A spokesman for MoneyThing added that it had not seen any knock-on effects from its own lenders.
“As a result of Collateral falling into administration, I expect lenders will now scrutinise any platform that does not have full authorisation with the FCA,” she said.
“We haven’t experienced any knock-on effects as our lenders recognise that MoneyThing is a regulated business operating with the correct permissions and appropriate lender protections in place.”
Under FCA rules, all regulated platforms must hold client money separately and operate a living will.
It has also emerged that P2P analysts 4th Way previously avoided featuring Collateral in its comparison tables due to a lack of data.

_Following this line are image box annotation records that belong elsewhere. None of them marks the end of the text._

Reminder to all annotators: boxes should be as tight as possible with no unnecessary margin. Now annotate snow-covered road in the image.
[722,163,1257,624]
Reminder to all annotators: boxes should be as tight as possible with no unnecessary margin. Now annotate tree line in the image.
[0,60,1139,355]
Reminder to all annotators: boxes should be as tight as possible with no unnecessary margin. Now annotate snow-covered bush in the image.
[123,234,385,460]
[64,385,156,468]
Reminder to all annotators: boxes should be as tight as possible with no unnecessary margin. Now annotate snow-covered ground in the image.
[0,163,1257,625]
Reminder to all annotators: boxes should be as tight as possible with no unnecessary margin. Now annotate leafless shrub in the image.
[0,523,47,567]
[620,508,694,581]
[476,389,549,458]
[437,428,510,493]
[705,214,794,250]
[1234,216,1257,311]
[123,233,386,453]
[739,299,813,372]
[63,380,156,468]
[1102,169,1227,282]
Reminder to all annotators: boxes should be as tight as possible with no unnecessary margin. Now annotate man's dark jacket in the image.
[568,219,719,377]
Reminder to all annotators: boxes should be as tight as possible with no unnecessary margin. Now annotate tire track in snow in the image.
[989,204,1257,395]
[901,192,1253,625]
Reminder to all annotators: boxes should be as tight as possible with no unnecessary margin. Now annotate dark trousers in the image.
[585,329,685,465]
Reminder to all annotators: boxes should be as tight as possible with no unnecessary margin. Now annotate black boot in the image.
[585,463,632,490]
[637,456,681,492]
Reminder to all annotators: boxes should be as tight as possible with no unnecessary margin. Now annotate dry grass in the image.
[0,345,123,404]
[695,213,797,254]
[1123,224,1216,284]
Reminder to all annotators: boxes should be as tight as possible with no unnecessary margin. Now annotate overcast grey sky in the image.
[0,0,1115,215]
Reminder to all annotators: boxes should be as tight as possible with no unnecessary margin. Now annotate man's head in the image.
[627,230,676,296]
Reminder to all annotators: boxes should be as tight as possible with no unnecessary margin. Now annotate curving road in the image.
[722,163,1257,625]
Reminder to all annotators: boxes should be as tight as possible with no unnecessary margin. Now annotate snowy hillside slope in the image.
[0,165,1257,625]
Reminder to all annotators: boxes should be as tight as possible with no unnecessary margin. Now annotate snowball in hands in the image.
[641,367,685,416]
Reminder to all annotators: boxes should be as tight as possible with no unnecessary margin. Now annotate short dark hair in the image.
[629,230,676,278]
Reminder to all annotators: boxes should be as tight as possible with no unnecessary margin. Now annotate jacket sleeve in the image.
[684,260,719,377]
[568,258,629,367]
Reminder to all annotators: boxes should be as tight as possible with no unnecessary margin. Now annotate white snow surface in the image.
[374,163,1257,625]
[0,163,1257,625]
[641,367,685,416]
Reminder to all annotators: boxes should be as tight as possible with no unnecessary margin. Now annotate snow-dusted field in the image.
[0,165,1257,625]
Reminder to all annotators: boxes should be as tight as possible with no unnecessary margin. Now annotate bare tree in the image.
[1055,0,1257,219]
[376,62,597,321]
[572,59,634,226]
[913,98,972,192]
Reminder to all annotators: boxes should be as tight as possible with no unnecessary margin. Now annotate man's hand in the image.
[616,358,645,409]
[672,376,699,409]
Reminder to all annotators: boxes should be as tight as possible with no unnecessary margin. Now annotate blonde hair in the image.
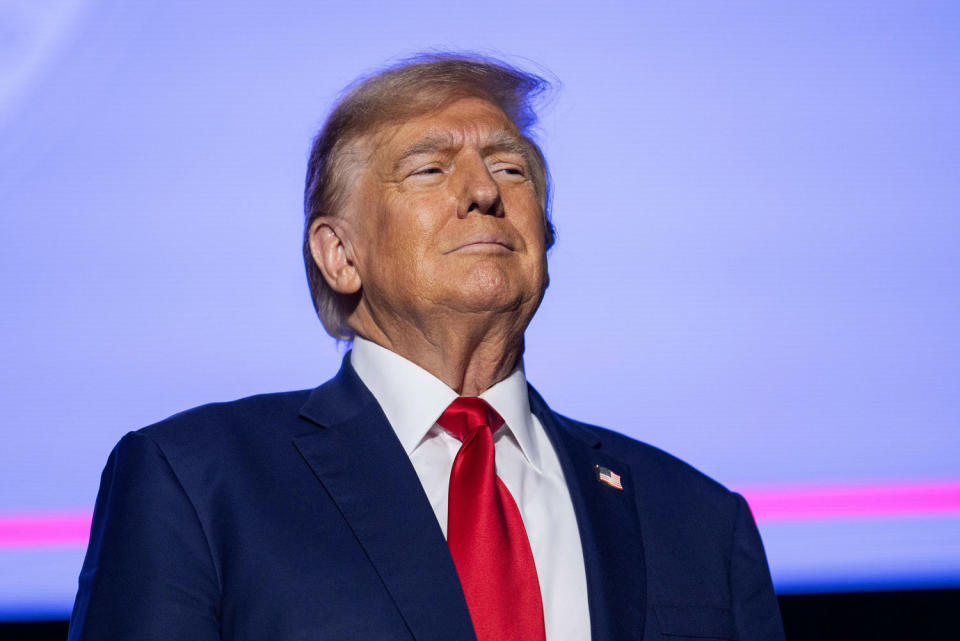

“Collateral has never been listed in the 4thWay comparison tables, because it has never provided us with the detailed data and information that we require to assess the risks,” a blog on the 4th Way website said.
“We always recommend that lenders avoid platforms that are not open and transparent.
“For the same reasons, no 4thWay experts or writers have ever expressed any personal opinions of the risks of using Collateral UK.”
Peer2Peer Finance News revealed yesterday that Collateral had fallen into administration.
Collateral has been unreachable since shutting down its website on Monday and it has emerged that its regulatory permission had lapsed.
Alleged email correspondence between the administrator Refresh Recovery and an investor, posted on the P2P Independent Forum, said that the intention is for all investors to recover their funds in full as the various investments are realised.
All monies that are sat on the platform and are not invested are ring-fenced in a separate client account and will be returned to investors after the administrator has obtained control of the bank account and carried out a reconciliation, the update said.